Earlier this year, Philadelphia resident Eugene Dykes ran 2:57 at the Rotterdam Marathon. In the lead up, Eugene ran a 50 mile ultra in January, followed by a 100 miler in February, which he says gave him enough time to recover for Rotterdam in April.
Eugene Dykes is 70 years old.
“Well, basically I’m a guy who loves to run. I always have a blast doing it,” Dykes explains over the phone. That morning, Eugene had already completed a hill workout of 12 miles and was heading into his 12th consecutive weekend of racing. “Races are so much fun,” Eugene says, adding, “but part of the fun is seeing how much better you can get.”
In October, Eugene will make his way to Toronto for the Scotiabank Toronto Waterfront Marathon, where Ed Whitlock set the current world record for the 70-74 age group when he ran a 2:54 in 2004.
Like Ed, Eugene’s current streak of accomplishments have come in the midst of a resurrected pursuit of running. According to Eugene, “I first started running when I was 12 or 13 and had a girlfriend who lived about three miles away.” When his first attempt resulted in a walk break about a mile in, Eugene was determined to never take a walk break again.
That initial foray into running led to a decent career as a high school competitor. When he got to college, “I was blown off the track and was getting lapped, so I switched to triple jump and hurdles so I could at least notch some points for the team.”

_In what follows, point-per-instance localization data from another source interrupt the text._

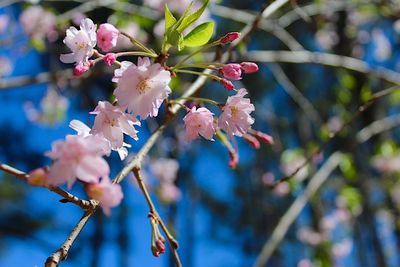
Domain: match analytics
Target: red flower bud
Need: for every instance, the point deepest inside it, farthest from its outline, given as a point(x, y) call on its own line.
point(231, 71)
point(227, 84)
point(80, 69)
point(110, 58)
point(229, 37)
point(249, 67)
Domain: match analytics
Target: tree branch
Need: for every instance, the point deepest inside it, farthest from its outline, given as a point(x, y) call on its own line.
point(323, 59)
point(291, 214)
point(62, 253)
point(84, 204)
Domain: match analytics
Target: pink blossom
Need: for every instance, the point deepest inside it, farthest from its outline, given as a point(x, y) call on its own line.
point(104, 146)
point(107, 36)
point(108, 194)
point(53, 108)
point(80, 69)
point(227, 84)
point(80, 42)
point(111, 123)
point(231, 71)
point(37, 177)
point(110, 58)
point(249, 67)
point(230, 37)
point(77, 157)
point(199, 122)
point(6, 66)
point(233, 158)
point(235, 118)
point(142, 88)
point(37, 22)
point(4, 21)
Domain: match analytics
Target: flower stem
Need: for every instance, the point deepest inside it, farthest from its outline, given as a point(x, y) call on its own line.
point(212, 76)
point(136, 53)
point(200, 99)
point(139, 44)
point(196, 52)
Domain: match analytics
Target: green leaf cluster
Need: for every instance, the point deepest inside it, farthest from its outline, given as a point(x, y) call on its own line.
point(174, 28)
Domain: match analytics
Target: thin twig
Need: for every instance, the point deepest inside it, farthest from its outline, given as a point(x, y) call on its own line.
point(296, 95)
point(332, 136)
point(316, 181)
point(323, 59)
point(62, 253)
point(171, 240)
point(291, 214)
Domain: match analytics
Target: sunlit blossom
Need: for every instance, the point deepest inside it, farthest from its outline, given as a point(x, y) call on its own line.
point(142, 88)
point(236, 119)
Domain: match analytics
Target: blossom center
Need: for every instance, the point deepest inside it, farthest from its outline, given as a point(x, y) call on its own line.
point(143, 86)
point(234, 111)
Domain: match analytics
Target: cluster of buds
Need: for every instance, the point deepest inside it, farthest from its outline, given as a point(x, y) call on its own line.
point(157, 240)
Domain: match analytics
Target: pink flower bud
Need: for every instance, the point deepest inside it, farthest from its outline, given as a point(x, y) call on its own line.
point(234, 159)
point(107, 36)
point(227, 84)
point(252, 141)
point(80, 69)
point(110, 58)
point(249, 67)
point(230, 37)
point(263, 137)
point(231, 71)
point(37, 177)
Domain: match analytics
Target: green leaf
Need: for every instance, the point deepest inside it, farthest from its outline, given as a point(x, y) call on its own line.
point(170, 20)
point(199, 35)
point(191, 18)
point(175, 38)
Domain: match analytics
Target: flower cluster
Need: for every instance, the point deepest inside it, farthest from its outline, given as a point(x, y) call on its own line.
point(140, 91)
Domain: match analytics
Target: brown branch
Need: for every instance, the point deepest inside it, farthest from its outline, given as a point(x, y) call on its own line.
point(135, 163)
point(67, 197)
point(62, 253)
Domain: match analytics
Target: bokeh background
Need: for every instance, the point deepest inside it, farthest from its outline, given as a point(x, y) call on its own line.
point(221, 217)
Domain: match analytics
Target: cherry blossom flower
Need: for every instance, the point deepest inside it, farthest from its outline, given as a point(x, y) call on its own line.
point(37, 22)
point(227, 84)
point(80, 42)
point(37, 177)
point(199, 122)
point(107, 36)
point(235, 118)
point(80, 69)
point(84, 131)
point(4, 21)
point(77, 157)
point(111, 122)
point(142, 88)
point(6, 66)
point(231, 71)
point(108, 194)
point(53, 108)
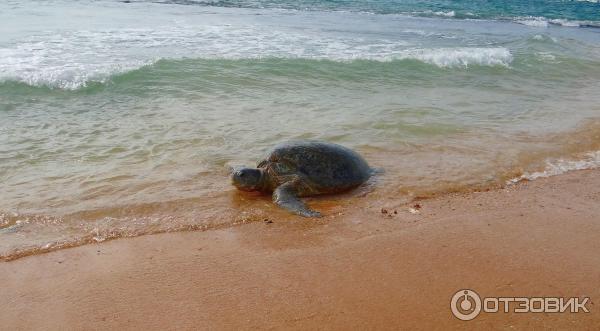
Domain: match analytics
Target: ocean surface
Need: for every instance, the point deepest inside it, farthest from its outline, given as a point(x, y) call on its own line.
point(122, 118)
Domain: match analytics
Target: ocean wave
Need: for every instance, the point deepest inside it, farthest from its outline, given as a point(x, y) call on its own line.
point(556, 167)
point(543, 22)
point(73, 61)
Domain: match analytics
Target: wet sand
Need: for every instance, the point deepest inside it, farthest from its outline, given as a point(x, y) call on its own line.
point(365, 269)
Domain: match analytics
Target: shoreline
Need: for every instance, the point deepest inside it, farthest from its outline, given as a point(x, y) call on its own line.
point(365, 269)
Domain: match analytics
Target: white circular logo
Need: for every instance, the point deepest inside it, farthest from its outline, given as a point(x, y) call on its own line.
point(465, 305)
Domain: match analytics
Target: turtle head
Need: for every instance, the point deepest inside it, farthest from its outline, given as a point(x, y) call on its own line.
point(247, 179)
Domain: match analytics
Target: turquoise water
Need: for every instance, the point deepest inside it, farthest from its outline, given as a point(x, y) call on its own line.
point(119, 119)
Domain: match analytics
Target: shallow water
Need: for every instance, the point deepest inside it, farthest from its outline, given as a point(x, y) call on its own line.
point(112, 125)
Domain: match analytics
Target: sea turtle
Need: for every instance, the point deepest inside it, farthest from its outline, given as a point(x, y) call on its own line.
point(303, 168)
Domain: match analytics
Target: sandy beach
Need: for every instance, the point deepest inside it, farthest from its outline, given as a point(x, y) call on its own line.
point(368, 269)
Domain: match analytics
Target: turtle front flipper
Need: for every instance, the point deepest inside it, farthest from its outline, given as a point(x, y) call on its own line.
point(285, 196)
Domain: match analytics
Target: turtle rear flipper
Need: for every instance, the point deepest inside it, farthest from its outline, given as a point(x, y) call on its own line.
point(286, 197)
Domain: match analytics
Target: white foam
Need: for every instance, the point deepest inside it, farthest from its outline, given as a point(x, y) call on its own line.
point(560, 166)
point(461, 57)
point(567, 23)
point(537, 22)
point(445, 14)
point(71, 60)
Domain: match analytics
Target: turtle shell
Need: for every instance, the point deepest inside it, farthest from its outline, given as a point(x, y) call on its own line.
point(320, 167)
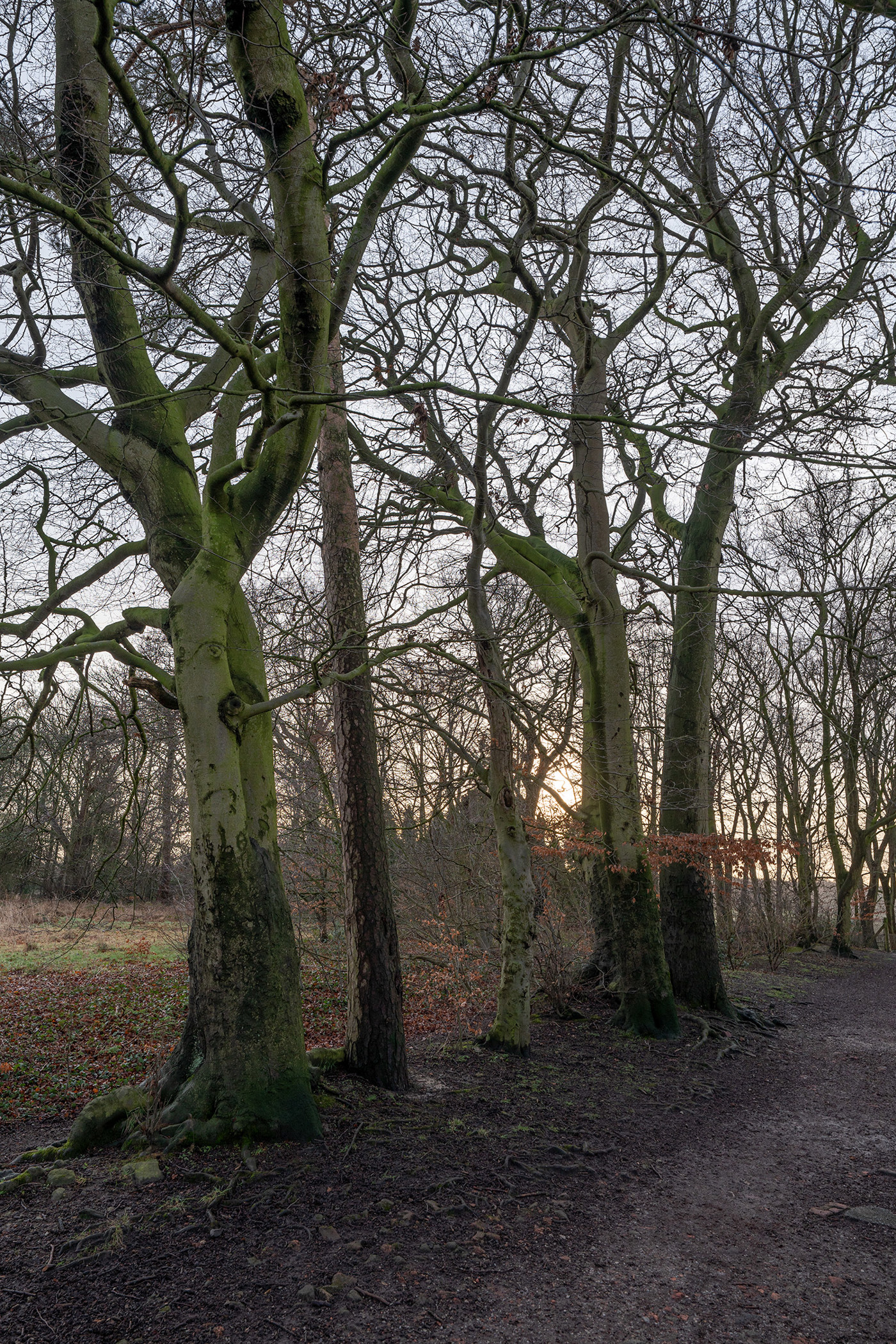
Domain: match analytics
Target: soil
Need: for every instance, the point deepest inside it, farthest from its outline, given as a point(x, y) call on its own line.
point(607, 1190)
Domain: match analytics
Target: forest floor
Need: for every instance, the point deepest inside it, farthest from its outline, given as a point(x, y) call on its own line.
point(609, 1190)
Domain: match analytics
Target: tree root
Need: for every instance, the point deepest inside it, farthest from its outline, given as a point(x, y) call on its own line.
point(765, 1026)
point(707, 1030)
point(643, 1016)
point(105, 1120)
point(493, 1040)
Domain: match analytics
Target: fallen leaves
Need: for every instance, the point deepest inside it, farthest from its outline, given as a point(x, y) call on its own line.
point(69, 1034)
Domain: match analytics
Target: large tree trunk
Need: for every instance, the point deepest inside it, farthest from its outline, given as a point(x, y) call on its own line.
point(375, 1028)
point(239, 1069)
point(623, 902)
point(687, 898)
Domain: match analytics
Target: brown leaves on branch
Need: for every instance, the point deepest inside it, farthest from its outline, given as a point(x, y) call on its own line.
point(698, 851)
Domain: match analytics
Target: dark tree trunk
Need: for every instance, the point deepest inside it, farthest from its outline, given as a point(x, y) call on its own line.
point(375, 1031)
point(164, 890)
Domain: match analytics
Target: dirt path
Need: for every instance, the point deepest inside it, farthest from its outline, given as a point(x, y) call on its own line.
point(607, 1191)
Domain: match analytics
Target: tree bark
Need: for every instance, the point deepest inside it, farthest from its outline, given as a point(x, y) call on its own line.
point(687, 900)
point(375, 1030)
point(511, 1030)
point(239, 1070)
point(166, 851)
point(623, 902)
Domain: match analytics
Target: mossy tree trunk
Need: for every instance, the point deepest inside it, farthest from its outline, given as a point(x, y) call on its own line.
point(375, 1028)
point(687, 897)
point(239, 1069)
point(621, 877)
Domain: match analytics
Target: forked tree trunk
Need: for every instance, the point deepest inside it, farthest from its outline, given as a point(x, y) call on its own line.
point(375, 1028)
point(511, 1030)
point(239, 1069)
point(623, 900)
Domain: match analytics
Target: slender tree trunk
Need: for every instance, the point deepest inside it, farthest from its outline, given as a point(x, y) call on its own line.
point(375, 1030)
point(511, 1027)
point(164, 889)
point(868, 909)
point(687, 905)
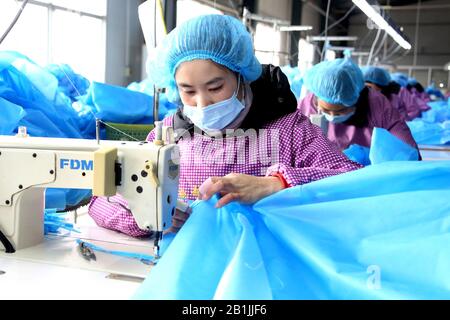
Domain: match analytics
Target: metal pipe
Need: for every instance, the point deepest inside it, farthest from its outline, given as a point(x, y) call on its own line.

Following college, Eugene “had it firmly entrenched that I was a mediocre runner.” Golf and bowling became his preferred avenues for recreation.
Eugene jokingly explains that he “fell in with a bad crowd” later in life that encouraged him to chase his first half marathon. Eugene’s result allowed him to bypass the lottery for the New York Marathon, his first crack at the distance at age 58, which in turn landed him in Boston. In the years since, Eugene estimates that he’s completed 60 marathons and 44 ultras.
Marathons are great experiences, Eugene grants, but it’s the ultras and adventure
races that allow him to squeeze the most joy out of running. “I guess you could say that I train exclusively for marathons, but do ultras for fun,” Eugene says. He and his coach have come to the conclusion that ultras in the summer prove excellent base building for spring and fall marathons, when he can chase national and world age group records.
Eugene’s perhaps peculiar idea of fun has netted him the Triple Crown of 200s (Moab, Tahoe, and the Bigfoot 200).
While he’s determined to catch Ed Whitlock’s marathon record, Eugene says his reverence for the Canadian legend will always be strong. “When people think of Ed, they tend to think of his marathon records, but he’s had records at shorter distances and on the track that I couldn’t dream of.”
Like Ed, a runner like Eugene can baffle anyone who tries to understand his success through a single factor. One thing that’s clear about Eugene, however, is that in running, he’s never written off the possibility of growth and has held enjoyment as running’s most prized reward. Eugene also has a respect for gradual growth, believing in small improvements that, as he says, “eventually make the impossible routine.” It’s clear that Eugene sees his journey in running as one with many more miles to go.